Figure 11. Whole-cell Mössbauer spectra (5 K, 0.05 T) obtained from the experiment of Figure 8C

A, ⁵⁷Fe-loaded cells; B – F, ⁵⁷Fe-loaded cells after 1 day incubation in the following media: B, Fe₀B₀; C, DW; D, Fe₀B₁₀₀; E, same as D, but cells were rinsed with 100 mM Tris-HCl buffer (pH 9.4) three times prior to obtaining the spectrum; F, ⁵⁶Fe₄₀B₀. Red and blue lines in A and C are the same as in Figure 9A. The green line in B simulates the CD while the red line is a composite simulation as defined in Table S3. The red line in D simulates the Fe^II(BPS)₃ doublet, the green line in E simulates the CD, and the orange line in F simulates the NHHS Fe^II doublet.

Figure 12. Mössbauer spectra (5 K, 0.05 T) of ⁵⁷Fe-loaded cells before (A) and at increasing times after (B – E) transfer to Fe₀B₁₀₀ medium

Time after transfer: B, 30 min; C, 3 hr; D, 6 hr. Blue and pink lines are simulations of the Fe^III nanoparticle and Fe^II(BPS)₃ quadrupole doublets, respectively. The red lines are composite simulations as defined in Table S3. The arrow in B indicates the position of the high energy line of the NHHS Fe^II doublet.

Figure 13. Western Blot showing Fet3p expression levels in WT cells in various media

Top panel, Fe-loaded cells transferred to Fe₄₀B₀, ⁵⁶Fe₄₀B₀, and Fe₀B₀ media and harvested at the indicated times (in hr) after the transfer. Bottom panel, same as top panel but with cells transferred to Fe₀B₁₀₀ and DW media.

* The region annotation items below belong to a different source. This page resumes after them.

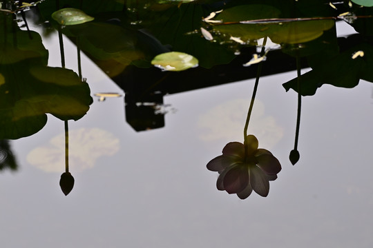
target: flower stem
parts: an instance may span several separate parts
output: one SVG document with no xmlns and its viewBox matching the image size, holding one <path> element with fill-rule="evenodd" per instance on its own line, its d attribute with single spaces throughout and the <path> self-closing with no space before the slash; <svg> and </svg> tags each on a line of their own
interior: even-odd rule
<svg viewBox="0 0 373 248">
<path fill-rule="evenodd" d="M 299 55 L 296 56 L 296 72 L 297 72 L 297 87 L 298 87 L 298 111 L 296 116 L 296 136 L 294 141 L 294 150 L 298 149 L 298 139 L 299 137 L 299 127 L 300 126 L 300 110 L 302 107 L 302 94 L 300 85 L 300 59 Z"/>
<path fill-rule="evenodd" d="M 68 123 L 65 121 L 65 171 L 68 172 Z"/>
<path fill-rule="evenodd" d="M 260 56 L 263 56 L 265 51 L 265 44 L 267 43 L 267 37 L 265 37 L 263 44 L 262 46 L 262 50 L 260 51 Z M 259 84 L 259 79 L 260 78 L 260 74 L 262 72 L 262 62 L 259 63 L 258 65 L 258 71 L 256 72 L 256 79 L 255 80 L 254 87 L 253 90 L 253 94 L 251 96 L 251 101 L 250 101 L 250 106 L 249 107 L 249 111 L 247 112 L 247 117 L 246 118 L 246 123 L 244 127 L 244 147 L 245 147 L 245 158 L 247 156 L 247 128 L 249 127 L 249 122 L 250 121 L 250 116 L 253 110 L 254 103 L 255 101 L 255 96 L 256 95 L 256 91 L 258 90 L 258 85 Z"/>
<path fill-rule="evenodd" d="M 82 80 L 82 61 L 80 59 L 80 44 L 79 44 L 79 36 L 77 37 L 77 59 L 78 59 L 78 73 L 80 80 Z"/>
</svg>

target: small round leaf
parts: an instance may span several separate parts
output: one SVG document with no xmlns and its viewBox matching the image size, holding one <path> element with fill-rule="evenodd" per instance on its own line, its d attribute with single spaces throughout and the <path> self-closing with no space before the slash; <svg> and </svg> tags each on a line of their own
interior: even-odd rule
<svg viewBox="0 0 373 248">
<path fill-rule="evenodd" d="M 52 14 L 52 18 L 61 25 L 77 25 L 93 21 L 95 18 L 73 8 L 59 10 Z"/>
<path fill-rule="evenodd" d="M 178 72 L 198 66 L 198 60 L 184 52 L 169 52 L 157 55 L 151 64 L 162 70 Z"/>
</svg>

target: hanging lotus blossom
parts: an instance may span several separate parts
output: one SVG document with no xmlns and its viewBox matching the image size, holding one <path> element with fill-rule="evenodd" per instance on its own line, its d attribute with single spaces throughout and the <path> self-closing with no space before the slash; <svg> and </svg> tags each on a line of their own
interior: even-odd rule
<svg viewBox="0 0 373 248">
<path fill-rule="evenodd" d="M 263 197 L 268 195 L 269 181 L 277 178 L 281 165 L 269 151 L 258 147 L 256 137 L 248 135 L 246 152 L 244 144 L 231 142 L 223 148 L 222 155 L 209 162 L 207 169 L 220 174 L 218 189 L 237 194 L 241 199 L 253 190 Z"/>
</svg>

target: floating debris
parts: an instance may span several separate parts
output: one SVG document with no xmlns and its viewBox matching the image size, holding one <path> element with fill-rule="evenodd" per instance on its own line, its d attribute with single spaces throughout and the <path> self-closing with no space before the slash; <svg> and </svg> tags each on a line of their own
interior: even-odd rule
<svg viewBox="0 0 373 248">
<path fill-rule="evenodd" d="M 201 32 L 203 37 L 204 37 L 204 39 L 206 39 L 207 41 L 212 41 L 213 39 L 213 37 L 211 33 L 210 33 L 209 31 L 207 31 L 204 28 L 201 28 Z"/>
<path fill-rule="evenodd" d="M 352 54 L 352 59 L 355 59 L 358 56 L 363 57 L 364 56 L 364 52 L 363 51 L 357 51 L 357 52 L 354 52 Z"/>
<path fill-rule="evenodd" d="M 106 93 L 95 93 L 94 94 L 95 96 L 99 97 L 99 101 L 104 101 L 106 99 L 106 97 L 120 97 L 122 95 L 119 93 L 111 93 L 111 92 L 106 92 Z"/>
<path fill-rule="evenodd" d="M 261 61 L 265 61 L 267 59 L 267 53 L 268 52 L 268 50 L 265 52 L 263 56 L 258 55 L 257 54 L 254 54 L 252 59 L 247 62 L 247 63 L 243 64 L 243 66 L 250 66 L 251 65 L 260 63 Z"/>
<path fill-rule="evenodd" d="M 222 20 L 211 20 L 212 18 L 215 17 L 216 14 L 220 13 L 222 11 L 222 10 L 220 10 L 219 11 L 212 12 L 209 14 L 209 16 L 206 18 L 203 18 L 202 21 L 206 21 L 207 23 L 222 23 Z"/>
</svg>

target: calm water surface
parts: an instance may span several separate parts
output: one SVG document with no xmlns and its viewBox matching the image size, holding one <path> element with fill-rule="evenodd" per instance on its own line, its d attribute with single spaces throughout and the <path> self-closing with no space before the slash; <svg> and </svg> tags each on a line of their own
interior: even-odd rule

Figure 14. Model for iron accumulation into the cell wall

Metabolically active (exponentially-growing) cells do not accumulate Fe in their CWs; Fe^III from the environment is reduced by metabolic processes in the cell and it enters the cell as Fe^II. As cells transition into a post-exponential (or dormant) state, Fe^III begins to accumulate in the CW. CW Fe can be removed by chelation or CW digestion. When dormant cells become metabolically active (by placing them into fresh media), the CW Fe^III becomes reductively mobilized to the Fe^II state. The Fe^II is released from the CW where it can: a) dissociate from the cell and diffuse into the environment; b) enter the cytosol to support cell growth; or c) chelate with BPS (if BPS is in the medium). A significant portion of the neutral Fe^II(BPS)₃ species adsorbs onto the CW.